# An FPGA-based Emulation Platform for Evaluation of Time-Interleaved ADC Calibration Systems

Raúl M. Sanchez<sup>†</sup>, Benjamín T. Reyes <sup>‡</sup>, Ariel L. Pola<sup>†</sup>, and Mario R. Hueda<sup>‡</sup>

<sup>†</sup> Fundación Fulgor - Romagosa 518 - Córdoba (X5016GQM) - Argentina

<sup>‡</sup> Laboratorio de Comunicaciones Digitales - IDIT - UNC - CONICET

Av. Vélez Sarsfield 1611 - Córdoba (X5016GCA) - Argentina

Emails: {breyes, mhueda}@efn.uncor.edu, arielpola@gmail.com

Abstract—This work describes a 1 Gb/s digital communication system implemented on an FPGA-based platform to investigate mixed-signal calibration techniques of time-interleaved analogto-digital converters (TI-ADCs). Design of multi-gigabit TI-ADCs is of great interest for next generation digital communication systems such as optical coherent networks. In these applications, mismatches of the sampling time, gain, offset, and frequency response among the interleaves of a TI-ADC limit the performance of the converter unless they are compensated. Typically, long computer simulation run time is required to evaluate the performance of mixed-signal calibration algorithms. We show that the FPGA-based system described in this paper drastically reduces the emulation time by more than hundreds of magnitude orders. The proposed FPGA framework includes: (i) a diagnostic and control unit built upon an embedded processor NIOSII, (ii) DSP blocks to implement the transmitter and the receiver, and (iii) a Gaussian number generator to emulate the noise channel component. Experimental results with a 2 GS/s 6-bit CMOS TI-ADC demonstrate the excellent capability of the implemented FPGA-based emulator to evaluate the performance of a mixed-signal calibration algorithm.

*Index Terms*—DSP, digital communication, feed-forward equalizer, FPGA, optical fiber, time-interleaved ADC, parallel processing.

#### I. INTRODUCTION

The new generation of fiber optical transceivers is based on complex digital signal processing (DSP) to compensate channel impairments such as chromatic dispersion or polarizationmode dispersion [1]. A typical dual-polarization (DP) quadrature phase shift keying (QPSK) coherent optical DSP receiver architecture is depicted in Fig. 1 (see [1] for details). In this architecture, the analog input signals consist of four channels, corresponding to the in-phase and quadrature components of the two polarizations. The signals are amplified and converted to digital domain in the analog front-end (AFE) by using four high-speed time-interleaved analog-to-digital converters (TI-ADCs). Mismatches of the sampling time, gain, offset, and frequency response among the interleaves of a TI-ADC limit the performance of the transceiver unless they are compensated. In particular, mixed-signal calibration techniques have been proposed for coherent optical transceivers [2].

Typically, long computer simulation run time is required to evaluate the performance of the different algorithms used



Figure 1. Digital signal processor architecture for a DP-QPSK coherent receiver.

in these receivers. Hardware emulation platforms can speedup the testing and validation process. Field programmable logic array (FPGA) chips are particularly suitable for emulation/implementation of digital communication systems. For example, the performance of forward error correction (FEC) blocks is commonly evaluated by FPGA emulation as a result of the large amount of symbol required (e.g.,  $\sim 10^{15}$ ) to provide reliable estimation of the bit-error-rate (BER) [3]. However, FPGA emulation is not limited to FEC blocks, and it could be useful for any other kind of algorithms. This is the case of the algorithm proposed in [2] for sampling-time error calibration in TI-ADC. This is a mixed-signal calibration technique based on mean squared error (MSE) minimization to adjust the clock phases of parallel ADCs (see blocks in gray in Fig. 1).
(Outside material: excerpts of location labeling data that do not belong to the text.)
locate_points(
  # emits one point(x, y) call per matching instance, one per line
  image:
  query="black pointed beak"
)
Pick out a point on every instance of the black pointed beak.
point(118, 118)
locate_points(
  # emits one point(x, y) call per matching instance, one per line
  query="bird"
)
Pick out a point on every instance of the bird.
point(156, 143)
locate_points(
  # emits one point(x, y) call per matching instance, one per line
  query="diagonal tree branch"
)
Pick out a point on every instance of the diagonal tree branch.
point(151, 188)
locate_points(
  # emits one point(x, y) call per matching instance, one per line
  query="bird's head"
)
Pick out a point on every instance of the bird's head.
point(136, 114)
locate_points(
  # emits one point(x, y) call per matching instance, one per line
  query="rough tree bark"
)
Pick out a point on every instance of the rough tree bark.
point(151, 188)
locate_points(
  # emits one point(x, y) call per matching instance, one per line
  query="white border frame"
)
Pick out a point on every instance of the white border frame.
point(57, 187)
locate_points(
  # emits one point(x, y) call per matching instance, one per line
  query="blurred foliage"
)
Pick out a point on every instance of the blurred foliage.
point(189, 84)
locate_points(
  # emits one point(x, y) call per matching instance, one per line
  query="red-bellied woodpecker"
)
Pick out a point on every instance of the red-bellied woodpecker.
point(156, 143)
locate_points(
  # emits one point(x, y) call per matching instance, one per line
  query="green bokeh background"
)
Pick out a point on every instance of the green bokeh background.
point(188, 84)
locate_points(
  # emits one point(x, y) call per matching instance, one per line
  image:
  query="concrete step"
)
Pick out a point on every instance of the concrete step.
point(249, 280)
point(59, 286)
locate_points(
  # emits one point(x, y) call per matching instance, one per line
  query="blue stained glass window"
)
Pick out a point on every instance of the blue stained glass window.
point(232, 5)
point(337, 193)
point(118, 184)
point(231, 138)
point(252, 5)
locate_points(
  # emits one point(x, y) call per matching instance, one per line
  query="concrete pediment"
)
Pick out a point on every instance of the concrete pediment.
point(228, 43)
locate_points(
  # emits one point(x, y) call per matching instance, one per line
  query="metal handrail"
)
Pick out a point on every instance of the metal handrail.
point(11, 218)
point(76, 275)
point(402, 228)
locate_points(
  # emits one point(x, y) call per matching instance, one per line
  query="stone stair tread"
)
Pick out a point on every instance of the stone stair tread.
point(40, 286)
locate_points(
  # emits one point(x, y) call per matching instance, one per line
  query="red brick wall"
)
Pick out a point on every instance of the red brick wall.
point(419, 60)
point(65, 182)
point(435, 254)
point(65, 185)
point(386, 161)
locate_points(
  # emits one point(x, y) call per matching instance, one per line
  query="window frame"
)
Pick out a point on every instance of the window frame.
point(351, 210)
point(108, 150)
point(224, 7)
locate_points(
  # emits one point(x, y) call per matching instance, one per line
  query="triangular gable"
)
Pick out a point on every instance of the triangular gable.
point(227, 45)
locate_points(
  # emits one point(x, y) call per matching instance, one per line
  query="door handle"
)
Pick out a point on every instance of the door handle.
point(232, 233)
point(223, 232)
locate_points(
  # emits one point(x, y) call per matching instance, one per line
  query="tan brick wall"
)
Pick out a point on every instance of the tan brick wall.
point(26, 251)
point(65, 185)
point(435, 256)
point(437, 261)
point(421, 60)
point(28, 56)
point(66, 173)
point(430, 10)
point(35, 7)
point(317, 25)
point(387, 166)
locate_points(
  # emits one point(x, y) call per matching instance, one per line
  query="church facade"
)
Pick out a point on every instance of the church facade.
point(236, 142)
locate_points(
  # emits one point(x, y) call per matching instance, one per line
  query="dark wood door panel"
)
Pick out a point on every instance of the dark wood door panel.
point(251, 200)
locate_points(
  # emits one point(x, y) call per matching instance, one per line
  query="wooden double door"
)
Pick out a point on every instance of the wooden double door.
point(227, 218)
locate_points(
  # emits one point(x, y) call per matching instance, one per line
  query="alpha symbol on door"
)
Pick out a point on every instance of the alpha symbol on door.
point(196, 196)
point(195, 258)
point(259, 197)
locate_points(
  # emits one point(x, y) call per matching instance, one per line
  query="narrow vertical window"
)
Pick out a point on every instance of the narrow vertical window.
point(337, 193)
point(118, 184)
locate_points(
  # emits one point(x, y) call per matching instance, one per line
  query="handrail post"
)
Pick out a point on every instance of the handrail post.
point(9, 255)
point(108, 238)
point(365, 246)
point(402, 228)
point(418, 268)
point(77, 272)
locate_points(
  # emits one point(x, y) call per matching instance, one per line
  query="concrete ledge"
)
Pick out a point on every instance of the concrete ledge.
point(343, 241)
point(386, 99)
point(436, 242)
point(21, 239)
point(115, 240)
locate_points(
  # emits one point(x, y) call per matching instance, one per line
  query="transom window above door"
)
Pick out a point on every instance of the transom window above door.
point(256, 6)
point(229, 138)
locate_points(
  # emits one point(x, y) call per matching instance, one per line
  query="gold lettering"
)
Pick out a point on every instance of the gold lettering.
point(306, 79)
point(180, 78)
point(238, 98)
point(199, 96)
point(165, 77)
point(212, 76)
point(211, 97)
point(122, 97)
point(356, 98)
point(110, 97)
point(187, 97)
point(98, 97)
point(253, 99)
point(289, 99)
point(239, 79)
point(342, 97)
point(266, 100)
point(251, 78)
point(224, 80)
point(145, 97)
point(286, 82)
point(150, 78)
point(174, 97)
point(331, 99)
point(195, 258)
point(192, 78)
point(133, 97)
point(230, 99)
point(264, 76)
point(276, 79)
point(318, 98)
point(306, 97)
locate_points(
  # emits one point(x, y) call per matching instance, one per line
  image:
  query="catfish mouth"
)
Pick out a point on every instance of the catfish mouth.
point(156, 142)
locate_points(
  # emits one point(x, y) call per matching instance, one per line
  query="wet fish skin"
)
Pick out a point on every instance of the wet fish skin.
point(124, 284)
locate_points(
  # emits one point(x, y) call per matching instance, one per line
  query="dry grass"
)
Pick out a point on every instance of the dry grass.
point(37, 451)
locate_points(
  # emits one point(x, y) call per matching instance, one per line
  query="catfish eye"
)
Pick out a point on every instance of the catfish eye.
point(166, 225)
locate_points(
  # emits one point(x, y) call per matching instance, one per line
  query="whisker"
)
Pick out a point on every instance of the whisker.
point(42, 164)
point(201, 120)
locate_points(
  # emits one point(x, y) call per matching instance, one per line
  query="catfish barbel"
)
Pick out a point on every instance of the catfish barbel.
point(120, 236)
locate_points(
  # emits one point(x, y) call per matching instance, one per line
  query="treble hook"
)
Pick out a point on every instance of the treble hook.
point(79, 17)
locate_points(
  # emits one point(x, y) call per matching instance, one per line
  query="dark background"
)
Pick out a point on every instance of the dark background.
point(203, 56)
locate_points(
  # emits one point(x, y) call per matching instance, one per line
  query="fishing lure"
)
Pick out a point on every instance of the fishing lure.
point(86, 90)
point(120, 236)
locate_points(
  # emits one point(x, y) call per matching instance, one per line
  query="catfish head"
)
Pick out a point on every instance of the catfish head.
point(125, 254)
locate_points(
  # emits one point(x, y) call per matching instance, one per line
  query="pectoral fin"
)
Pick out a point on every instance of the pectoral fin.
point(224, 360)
Since this algorithm is based on a relative slow averaging of MSE at slicer, the performance verification would require a large amount of symbols processing. For example, in order to perform a phase adjustment step in one ADC channel, the simulator processes around  $10^7$  symbols [2]. If this value is extrapolated for a calibration sequence to 1000 iterations,  $\sim 10^{10}$  symbols would be required. This quantity of symbols will take only a few milliseconds in a 100 Giga-Samples/seconds (GS/s) optical receiver. Nevertheless, the computation time demanded for a simulation can scale from weeks to months if we test various signal cases. In this context, an FPGA platform to emulate a communication system is emerging as the best option for an experimental demonstration of the techniques proposed in [2].

In this work we describe the implementation of an emulator of digital communication systems based on FPGA. The system includes a simplified wireline transceiver DSP running over



Figure 2. Simplified block diagram of the transceiver.

a high performance FPGA. The scheme is completed using an AFE based on a prototype high-speed data converter specially designed for verification of calibration techniques [4]. The transceiver is capable of processing sampling data at 2 GS/s and 1 Giga-bit/second (Gb/s) symbol rate. The emulation platform and the TI-ADC can be controlled and configured from an external interface so that sampling phase calibration techniques can be implemented. Furthermore, the system and the TI-ADC signals can be logged in real time from a computer. Experimental results demonstrate the drastic reduction of the emulation time for evaluating the performance of a mixed-signal calibration algorithm.

The rest of the paper is organized as follows. Section II describes the emulation platform architecture. Section III shows the experimental results of the system, while conclusions are drawn in Section IV.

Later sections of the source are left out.